That the City of Valparaiso was in need of assistance, and that it was highly desirable that she should not lie on that shore beyond high water, was and is clear; more so, perhaps, since the amount of injury which she suffered has been found out than it was at the time. I should consider that her master and her owner, who was on board and was insured, had incurred a grave responsibility if they had not accepted assistance. If she had lain there twelve hours, no one will venture to say what the damage would have been.

When, therefore, some of the witnesses say that they do not think she was in peril, all they can mean is, that they believe she would have come off without assistance, not that her position, in itself considered, was not perilous.

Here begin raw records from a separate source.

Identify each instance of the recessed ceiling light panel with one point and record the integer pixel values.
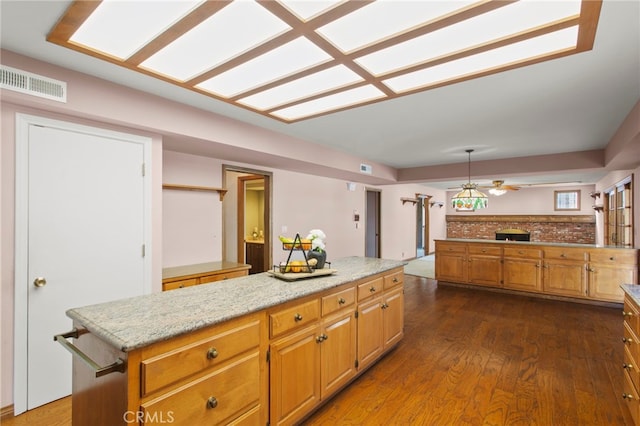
(525, 50)
(382, 19)
(302, 88)
(328, 103)
(123, 17)
(286, 59)
(224, 35)
(491, 26)
(308, 9)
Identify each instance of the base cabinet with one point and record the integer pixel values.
(592, 273)
(631, 342)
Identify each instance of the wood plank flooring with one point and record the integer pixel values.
(472, 357)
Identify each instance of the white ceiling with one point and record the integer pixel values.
(575, 103)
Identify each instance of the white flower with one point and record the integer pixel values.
(317, 239)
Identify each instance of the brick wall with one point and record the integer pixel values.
(548, 229)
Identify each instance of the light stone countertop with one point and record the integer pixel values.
(633, 290)
(532, 243)
(132, 323)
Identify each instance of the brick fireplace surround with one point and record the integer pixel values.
(576, 229)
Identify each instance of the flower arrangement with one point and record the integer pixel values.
(317, 238)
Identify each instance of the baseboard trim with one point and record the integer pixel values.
(6, 413)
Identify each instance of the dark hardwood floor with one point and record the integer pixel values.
(473, 357)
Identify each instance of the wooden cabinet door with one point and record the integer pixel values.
(605, 281)
(565, 278)
(337, 352)
(451, 267)
(522, 274)
(485, 270)
(370, 339)
(393, 316)
(295, 376)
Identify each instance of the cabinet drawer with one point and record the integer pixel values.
(451, 247)
(370, 288)
(631, 315)
(393, 280)
(220, 277)
(559, 253)
(216, 398)
(631, 342)
(170, 367)
(338, 300)
(485, 250)
(294, 317)
(522, 252)
(630, 395)
(614, 256)
(172, 285)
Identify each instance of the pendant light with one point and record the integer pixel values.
(469, 199)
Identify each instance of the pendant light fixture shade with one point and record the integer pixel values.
(469, 199)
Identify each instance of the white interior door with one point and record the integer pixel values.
(85, 232)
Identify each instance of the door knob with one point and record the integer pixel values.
(40, 282)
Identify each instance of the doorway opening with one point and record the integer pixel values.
(372, 224)
(422, 225)
(247, 217)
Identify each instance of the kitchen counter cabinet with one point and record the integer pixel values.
(251, 350)
(201, 273)
(577, 271)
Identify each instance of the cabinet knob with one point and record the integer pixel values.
(212, 353)
(212, 402)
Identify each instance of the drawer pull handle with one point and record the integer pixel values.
(321, 338)
(212, 402)
(212, 353)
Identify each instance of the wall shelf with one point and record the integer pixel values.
(220, 191)
(409, 200)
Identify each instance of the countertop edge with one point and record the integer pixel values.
(133, 323)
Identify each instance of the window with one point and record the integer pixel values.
(567, 200)
(619, 214)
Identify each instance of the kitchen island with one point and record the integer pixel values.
(244, 351)
(576, 272)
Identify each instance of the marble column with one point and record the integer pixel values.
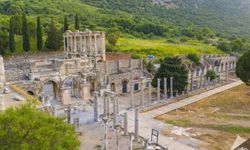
(227, 73)
(125, 126)
(75, 44)
(117, 102)
(165, 86)
(171, 87)
(136, 124)
(96, 110)
(85, 44)
(105, 113)
(192, 81)
(90, 44)
(150, 91)
(114, 111)
(95, 45)
(201, 80)
(81, 45)
(108, 105)
(158, 89)
(142, 92)
(132, 95)
(64, 43)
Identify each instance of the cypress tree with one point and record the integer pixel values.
(55, 38)
(11, 36)
(25, 32)
(39, 35)
(77, 23)
(66, 25)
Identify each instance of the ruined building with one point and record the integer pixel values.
(82, 70)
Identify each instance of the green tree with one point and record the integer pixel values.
(66, 25)
(25, 33)
(39, 34)
(27, 128)
(172, 67)
(4, 41)
(11, 36)
(243, 68)
(55, 38)
(113, 35)
(77, 22)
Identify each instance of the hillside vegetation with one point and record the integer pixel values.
(191, 26)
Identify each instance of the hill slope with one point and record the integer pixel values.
(169, 19)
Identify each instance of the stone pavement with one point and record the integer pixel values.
(147, 121)
(168, 108)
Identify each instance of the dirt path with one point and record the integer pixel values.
(168, 108)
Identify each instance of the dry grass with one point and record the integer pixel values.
(218, 118)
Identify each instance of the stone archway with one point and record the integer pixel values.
(73, 84)
(50, 89)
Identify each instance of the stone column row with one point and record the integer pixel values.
(71, 43)
(165, 88)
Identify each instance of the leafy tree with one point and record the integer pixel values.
(28, 128)
(39, 35)
(172, 67)
(4, 41)
(25, 33)
(194, 57)
(113, 35)
(77, 22)
(211, 74)
(66, 25)
(243, 68)
(55, 38)
(11, 36)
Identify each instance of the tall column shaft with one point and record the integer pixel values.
(136, 124)
(150, 92)
(114, 111)
(158, 89)
(125, 126)
(132, 95)
(142, 93)
(105, 113)
(96, 110)
(165, 86)
(171, 87)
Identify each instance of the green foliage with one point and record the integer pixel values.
(54, 40)
(25, 33)
(28, 128)
(39, 34)
(194, 57)
(113, 35)
(4, 42)
(77, 23)
(211, 74)
(172, 67)
(243, 68)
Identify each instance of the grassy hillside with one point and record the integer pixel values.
(161, 48)
(141, 19)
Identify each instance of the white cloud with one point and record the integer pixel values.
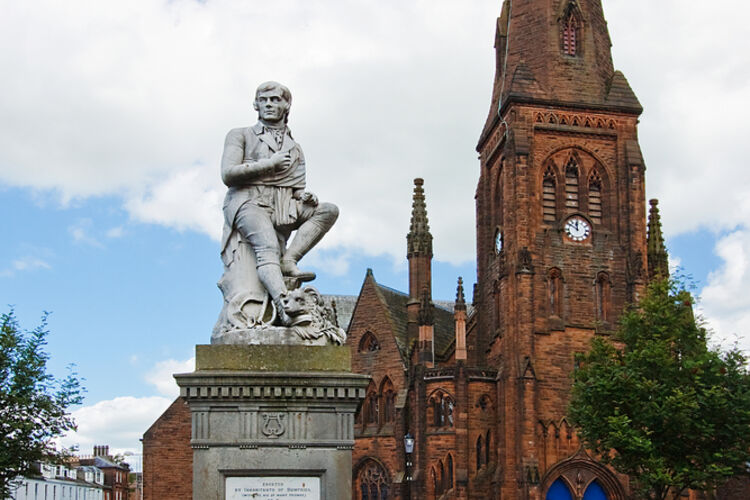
(674, 263)
(135, 98)
(115, 232)
(119, 423)
(693, 82)
(160, 376)
(725, 301)
(81, 233)
(27, 263)
(188, 199)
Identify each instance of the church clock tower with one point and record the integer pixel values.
(561, 232)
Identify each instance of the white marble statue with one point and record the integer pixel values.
(264, 169)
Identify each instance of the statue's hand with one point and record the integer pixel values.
(281, 160)
(309, 198)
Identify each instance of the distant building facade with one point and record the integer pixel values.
(58, 482)
(116, 475)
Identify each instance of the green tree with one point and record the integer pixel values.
(33, 403)
(659, 404)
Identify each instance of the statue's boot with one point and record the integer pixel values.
(289, 268)
(271, 277)
(308, 235)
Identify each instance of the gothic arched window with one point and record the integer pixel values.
(369, 343)
(549, 198)
(449, 476)
(554, 292)
(559, 491)
(435, 486)
(487, 442)
(595, 198)
(441, 478)
(571, 33)
(371, 410)
(479, 452)
(442, 410)
(571, 185)
(603, 297)
(372, 482)
(388, 401)
(595, 492)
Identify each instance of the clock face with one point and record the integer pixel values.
(577, 228)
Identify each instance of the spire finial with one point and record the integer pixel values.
(658, 261)
(460, 304)
(419, 239)
(426, 316)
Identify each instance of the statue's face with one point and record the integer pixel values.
(271, 105)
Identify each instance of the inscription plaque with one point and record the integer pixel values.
(273, 488)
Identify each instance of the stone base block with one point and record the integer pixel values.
(274, 358)
(256, 429)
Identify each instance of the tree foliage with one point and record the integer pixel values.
(659, 404)
(33, 403)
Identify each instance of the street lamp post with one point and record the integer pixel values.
(409, 449)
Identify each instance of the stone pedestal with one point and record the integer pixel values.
(272, 421)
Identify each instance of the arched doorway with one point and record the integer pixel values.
(371, 481)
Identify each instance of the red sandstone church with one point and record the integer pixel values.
(480, 391)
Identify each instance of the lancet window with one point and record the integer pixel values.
(369, 343)
(373, 484)
(571, 33)
(595, 198)
(603, 297)
(449, 473)
(479, 452)
(388, 400)
(555, 295)
(571, 185)
(442, 410)
(549, 198)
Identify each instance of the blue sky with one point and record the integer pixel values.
(112, 125)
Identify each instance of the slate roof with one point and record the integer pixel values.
(344, 308)
(395, 304)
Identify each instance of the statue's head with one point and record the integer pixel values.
(272, 102)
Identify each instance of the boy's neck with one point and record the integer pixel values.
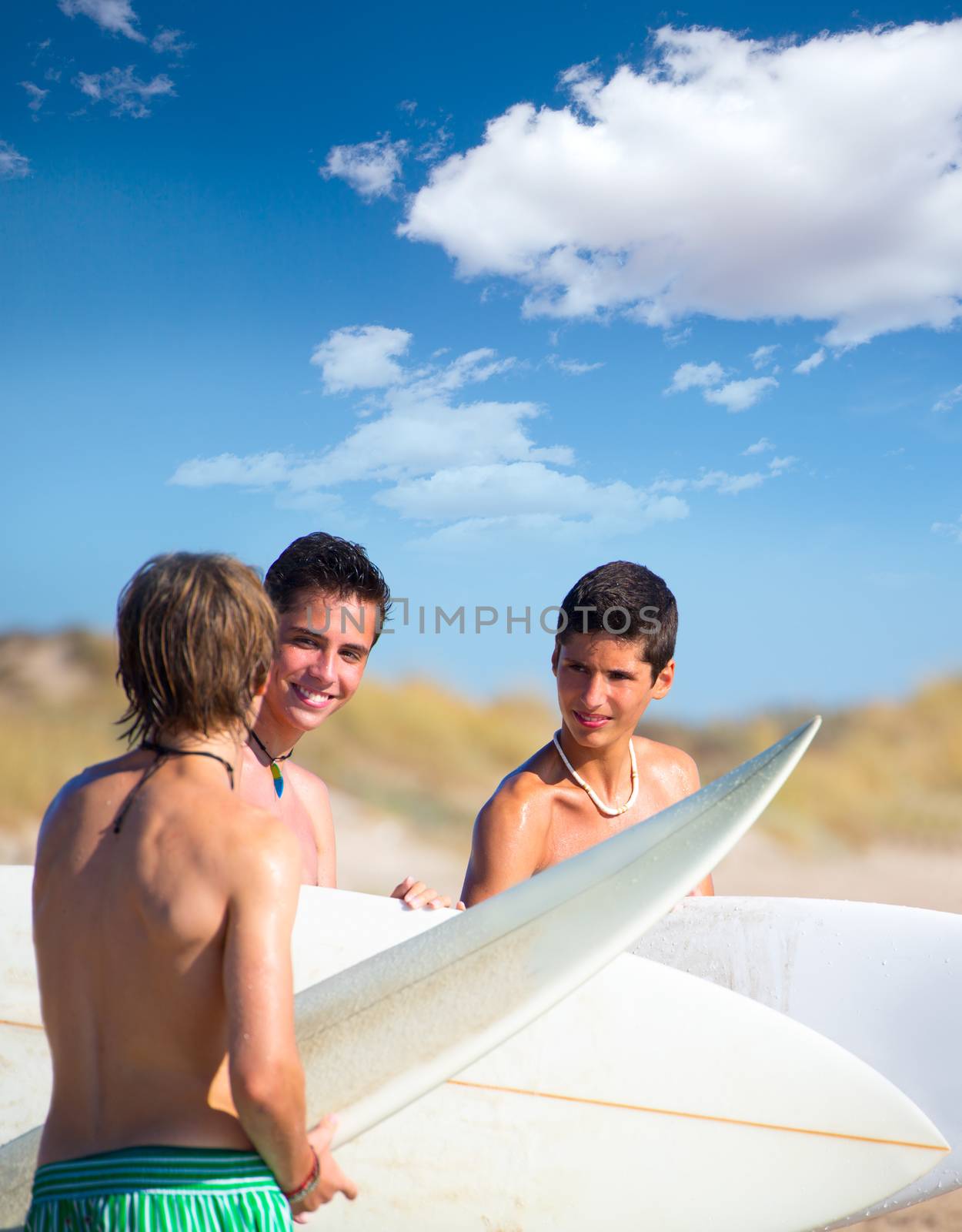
(605, 768)
(275, 735)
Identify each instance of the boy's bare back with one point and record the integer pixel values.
(139, 936)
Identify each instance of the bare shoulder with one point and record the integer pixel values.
(312, 790)
(520, 802)
(669, 765)
(262, 855)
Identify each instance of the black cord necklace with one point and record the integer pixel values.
(164, 752)
(276, 773)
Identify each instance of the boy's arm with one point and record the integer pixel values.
(314, 795)
(690, 782)
(506, 847)
(266, 1077)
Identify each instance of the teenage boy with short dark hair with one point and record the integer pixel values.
(332, 603)
(613, 653)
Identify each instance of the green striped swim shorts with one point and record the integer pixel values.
(159, 1189)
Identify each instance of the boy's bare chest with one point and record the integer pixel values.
(578, 825)
(258, 788)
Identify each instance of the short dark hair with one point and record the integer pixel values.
(332, 564)
(196, 640)
(627, 601)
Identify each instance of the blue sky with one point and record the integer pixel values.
(502, 295)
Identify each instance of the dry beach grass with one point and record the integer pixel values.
(873, 812)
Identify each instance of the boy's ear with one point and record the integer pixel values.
(666, 679)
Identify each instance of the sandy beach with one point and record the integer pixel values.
(376, 850)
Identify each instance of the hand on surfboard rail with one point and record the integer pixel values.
(416, 893)
(332, 1180)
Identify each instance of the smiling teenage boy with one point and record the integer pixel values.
(163, 909)
(332, 603)
(613, 653)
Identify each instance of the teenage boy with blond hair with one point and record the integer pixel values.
(163, 909)
(613, 654)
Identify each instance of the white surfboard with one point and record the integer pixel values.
(884, 983)
(375, 1036)
(635, 1083)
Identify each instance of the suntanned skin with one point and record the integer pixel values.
(182, 1033)
(539, 816)
(323, 647)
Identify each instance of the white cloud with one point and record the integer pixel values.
(126, 92)
(371, 168)
(467, 468)
(728, 484)
(763, 355)
(116, 16)
(36, 95)
(524, 490)
(361, 357)
(170, 42)
(740, 394)
(670, 190)
(254, 471)
(954, 530)
(573, 367)
(12, 164)
(810, 363)
(696, 376)
(949, 400)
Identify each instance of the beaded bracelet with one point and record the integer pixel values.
(309, 1186)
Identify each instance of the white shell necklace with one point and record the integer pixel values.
(592, 794)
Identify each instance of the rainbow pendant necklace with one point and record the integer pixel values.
(276, 774)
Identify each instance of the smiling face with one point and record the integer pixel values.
(323, 644)
(604, 687)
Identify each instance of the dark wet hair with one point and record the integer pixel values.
(196, 640)
(334, 566)
(627, 601)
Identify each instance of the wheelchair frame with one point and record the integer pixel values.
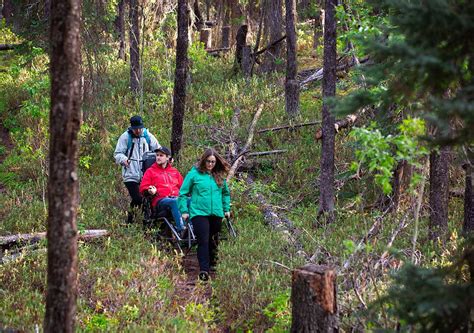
(151, 219)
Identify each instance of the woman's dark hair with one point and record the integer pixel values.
(220, 170)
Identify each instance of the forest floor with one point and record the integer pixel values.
(6, 145)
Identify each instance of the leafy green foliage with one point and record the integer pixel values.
(422, 61)
(432, 299)
(381, 153)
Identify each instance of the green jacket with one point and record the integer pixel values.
(206, 197)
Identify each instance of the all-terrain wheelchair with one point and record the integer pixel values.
(163, 225)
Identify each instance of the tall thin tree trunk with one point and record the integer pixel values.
(439, 193)
(7, 11)
(63, 186)
(468, 226)
(47, 9)
(326, 198)
(135, 70)
(179, 93)
(292, 86)
(273, 32)
(199, 24)
(318, 28)
(121, 28)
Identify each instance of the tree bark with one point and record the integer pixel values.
(318, 28)
(63, 185)
(206, 38)
(179, 91)
(7, 11)
(273, 31)
(121, 28)
(468, 226)
(225, 43)
(135, 70)
(199, 24)
(313, 299)
(292, 86)
(439, 193)
(326, 198)
(241, 40)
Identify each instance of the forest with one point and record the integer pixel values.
(342, 129)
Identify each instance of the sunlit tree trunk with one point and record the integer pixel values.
(121, 28)
(292, 86)
(135, 71)
(179, 93)
(468, 226)
(439, 191)
(326, 198)
(273, 31)
(63, 186)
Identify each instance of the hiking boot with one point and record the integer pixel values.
(203, 276)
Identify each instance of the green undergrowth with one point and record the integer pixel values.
(127, 282)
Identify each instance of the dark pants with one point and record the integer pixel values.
(207, 230)
(136, 204)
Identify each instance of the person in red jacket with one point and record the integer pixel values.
(163, 182)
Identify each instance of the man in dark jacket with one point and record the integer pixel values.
(163, 182)
(131, 146)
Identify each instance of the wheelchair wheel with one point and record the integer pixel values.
(228, 230)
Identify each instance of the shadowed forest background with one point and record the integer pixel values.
(387, 205)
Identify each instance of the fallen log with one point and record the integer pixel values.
(6, 47)
(14, 240)
(245, 149)
(317, 74)
(278, 222)
(289, 127)
(221, 49)
(348, 121)
(269, 152)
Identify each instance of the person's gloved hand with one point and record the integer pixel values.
(152, 190)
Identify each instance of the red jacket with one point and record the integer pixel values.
(167, 182)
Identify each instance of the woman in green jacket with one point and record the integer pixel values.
(210, 202)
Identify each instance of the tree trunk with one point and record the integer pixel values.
(121, 28)
(468, 226)
(241, 43)
(179, 92)
(292, 86)
(318, 28)
(246, 60)
(135, 71)
(63, 186)
(326, 198)
(47, 9)
(313, 299)
(439, 193)
(206, 38)
(225, 37)
(7, 11)
(273, 31)
(199, 24)
(236, 17)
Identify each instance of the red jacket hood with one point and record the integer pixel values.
(166, 180)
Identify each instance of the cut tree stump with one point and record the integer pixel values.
(313, 298)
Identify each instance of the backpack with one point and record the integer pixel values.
(148, 159)
(145, 134)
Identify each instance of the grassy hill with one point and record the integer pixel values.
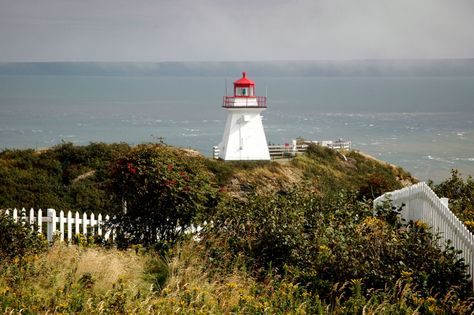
(293, 237)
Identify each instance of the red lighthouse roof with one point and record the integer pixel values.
(244, 81)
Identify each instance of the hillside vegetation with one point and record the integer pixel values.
(294, 237)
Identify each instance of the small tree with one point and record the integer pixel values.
(165, 191)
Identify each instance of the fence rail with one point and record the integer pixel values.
(281, 151)
(421, 203)
(64, 225)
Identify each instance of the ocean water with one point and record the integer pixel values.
(424, 124)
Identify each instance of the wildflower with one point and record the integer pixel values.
(131, 168)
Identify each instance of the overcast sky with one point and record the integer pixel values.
(224, 30)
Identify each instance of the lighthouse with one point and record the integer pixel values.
(244, 137)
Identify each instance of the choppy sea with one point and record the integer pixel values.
(424, 124)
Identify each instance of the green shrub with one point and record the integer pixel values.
(322, 241)
(165, 191)
(18, 240)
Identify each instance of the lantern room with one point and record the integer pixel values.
(244, 95)
(244, 87)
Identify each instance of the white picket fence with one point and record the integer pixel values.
(421, 203)
(62, 225)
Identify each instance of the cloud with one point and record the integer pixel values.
(160, 30)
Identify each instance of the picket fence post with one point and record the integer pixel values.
(421, 203)
(90, 226)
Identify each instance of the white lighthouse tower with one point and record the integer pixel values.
(244, 137)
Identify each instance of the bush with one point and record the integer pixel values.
(321, 242)
(165, 191)
(18, 240)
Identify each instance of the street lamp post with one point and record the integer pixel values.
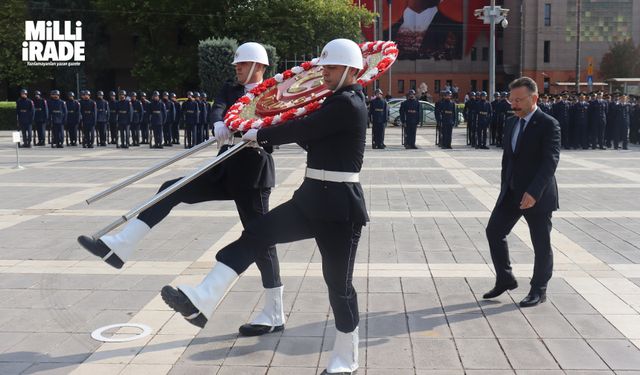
(491, 15)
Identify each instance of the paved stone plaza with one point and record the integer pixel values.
(422, 266)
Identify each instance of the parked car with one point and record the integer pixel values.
(428, 112)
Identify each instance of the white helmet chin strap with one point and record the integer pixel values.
(253, 68)
(344, 76)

The weight of the evidence is, that by carrying out anchors and hauling on them with her winches, which were worked by steam, she could have applied as much and even more power in the general direction in which the tugs furnished it. But I have heard no witness say that this operation could have been successfully performed before high water; and I very much doubt it. High water was so near, that the witnesses dispute whether it had been actually reached or not when she came off; and that carrying out anchors would have been a slower work than hitching on a tug needs no testimony.

Most of the work was done by the steamer's engine, and by the large tug which makes no claim here. That which the libellants did appears to have been useful, and, I am inclined to think, essential to the rescue at that time.

1 For the sense in which contract and salvage are contrasted with each other, see The Louisa Jane, ante, p. 295.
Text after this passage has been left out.